Saving and Loading a Trained Machine Learning Model for Inferencing

Peter Woodman

3 min readMar 26, 2023

Prerequisites

Machine Learning Basics
Python Basics

What happens after a model is trained?

Model training is a very important stage in modeling. It involves feeding an untrained model with sufficient data to understand and recognize the patterns in data. Typically, based on the training data and the complexity of the model involved, the training make even take hours if it involves complex data like images, videos, etc.
After a machine learning / deep learning model is trained successfully, the trained model will be used for inferencing. In the normal scenario, the trained model is stored in the python kernel’s memory as an object. So during inferencing, we can use this object reference to access the model and get the desired output for the respective inputs.
Though this method looks direct and straightforward, there are some challenges associated with it when it comes to industrializing it.

Challenges

If I restart the python kernel, the trained model object will be removed from the memory, so do I have to train the model again from scratch?
If I want to share this model for inferencing with another person, how can I achieve it without involving the training phase?
If I want to industrialize this trained model, how will I set it up in the server without involving the training phase?

Solution

To avoid training each time to invoke a model and remove the above-discussed bottlenecks we have to save this model in a reusable manner.
Once we have saved the trained model, we can initialize this trained model in the required instance and take it forward for inferencing. This activity is commonly called pickling.

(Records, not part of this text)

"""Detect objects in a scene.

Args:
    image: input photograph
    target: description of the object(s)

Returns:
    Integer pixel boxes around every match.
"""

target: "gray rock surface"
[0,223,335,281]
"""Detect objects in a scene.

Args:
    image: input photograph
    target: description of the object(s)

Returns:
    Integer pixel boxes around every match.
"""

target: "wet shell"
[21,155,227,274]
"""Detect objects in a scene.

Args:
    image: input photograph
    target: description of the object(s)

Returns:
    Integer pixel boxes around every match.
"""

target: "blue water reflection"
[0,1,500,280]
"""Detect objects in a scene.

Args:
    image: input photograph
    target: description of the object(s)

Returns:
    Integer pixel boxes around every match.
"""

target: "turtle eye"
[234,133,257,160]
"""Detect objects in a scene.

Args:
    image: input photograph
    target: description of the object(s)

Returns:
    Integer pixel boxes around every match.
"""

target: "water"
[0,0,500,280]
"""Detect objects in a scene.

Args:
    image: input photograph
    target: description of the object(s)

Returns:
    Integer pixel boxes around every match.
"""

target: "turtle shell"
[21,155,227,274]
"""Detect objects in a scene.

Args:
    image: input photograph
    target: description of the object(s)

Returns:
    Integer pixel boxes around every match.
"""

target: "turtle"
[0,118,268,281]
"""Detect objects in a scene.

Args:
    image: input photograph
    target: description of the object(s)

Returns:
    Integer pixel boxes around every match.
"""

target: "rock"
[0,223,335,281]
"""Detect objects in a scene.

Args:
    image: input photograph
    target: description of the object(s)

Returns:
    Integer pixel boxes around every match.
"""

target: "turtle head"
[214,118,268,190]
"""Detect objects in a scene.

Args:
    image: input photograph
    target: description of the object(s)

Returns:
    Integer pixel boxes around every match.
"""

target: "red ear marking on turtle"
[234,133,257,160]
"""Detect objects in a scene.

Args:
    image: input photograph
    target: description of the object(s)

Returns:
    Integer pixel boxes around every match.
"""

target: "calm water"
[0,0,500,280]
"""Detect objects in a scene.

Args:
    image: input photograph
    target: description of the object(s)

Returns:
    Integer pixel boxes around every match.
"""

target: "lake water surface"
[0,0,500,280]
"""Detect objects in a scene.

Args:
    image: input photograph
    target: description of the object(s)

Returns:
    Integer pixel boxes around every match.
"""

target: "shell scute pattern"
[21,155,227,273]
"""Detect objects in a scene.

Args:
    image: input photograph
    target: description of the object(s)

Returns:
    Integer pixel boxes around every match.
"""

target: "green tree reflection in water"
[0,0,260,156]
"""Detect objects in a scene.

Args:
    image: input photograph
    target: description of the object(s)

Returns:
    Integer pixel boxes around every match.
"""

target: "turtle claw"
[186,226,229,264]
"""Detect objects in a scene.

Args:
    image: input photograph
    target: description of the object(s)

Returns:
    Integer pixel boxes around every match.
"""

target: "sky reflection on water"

“Pickling” is the process whereby a Python object hierarchy is converted into a byte stream, and “unpickling” is the inverse operation, whereby a byte stream (from a binary file or bytes-like object) is converted back into an object hierarchy. — Python Documentation

The process followed in model pickling is called serialization. And, initializing the saved model back to a variable (or unpickling) is called deserializing.

Most Commonly Used Methods

Pickling using the Pickle module
Pickling using the Joblib module

Steps for using Pickle module

1. Import the pickle module

import pickle

2. Train a model

model.fit(xtrain, ytrain)

3. Save the model using pickle.dump.

pickle.dump(model, open(picklePath, "wb"))

Here, picklePath represents the path to store the generated pickle file
Once the pickle file is generated it can be shared and used for inferencing

4. Load the model for inferencing use pickle.load

model = pickle.load(open(picklePath, "rb"))

Here, picklePath represents the path where the pickle file is stored.
The model variable has reference to the trained model.

5. Use the loaded model for inferencing

model.predict(data)

Similar to how we would have treated a trained model variable we can treat this model variable and take it forward for getting output.

Steps for using Joblib module

1. Import the joblib module

import joblib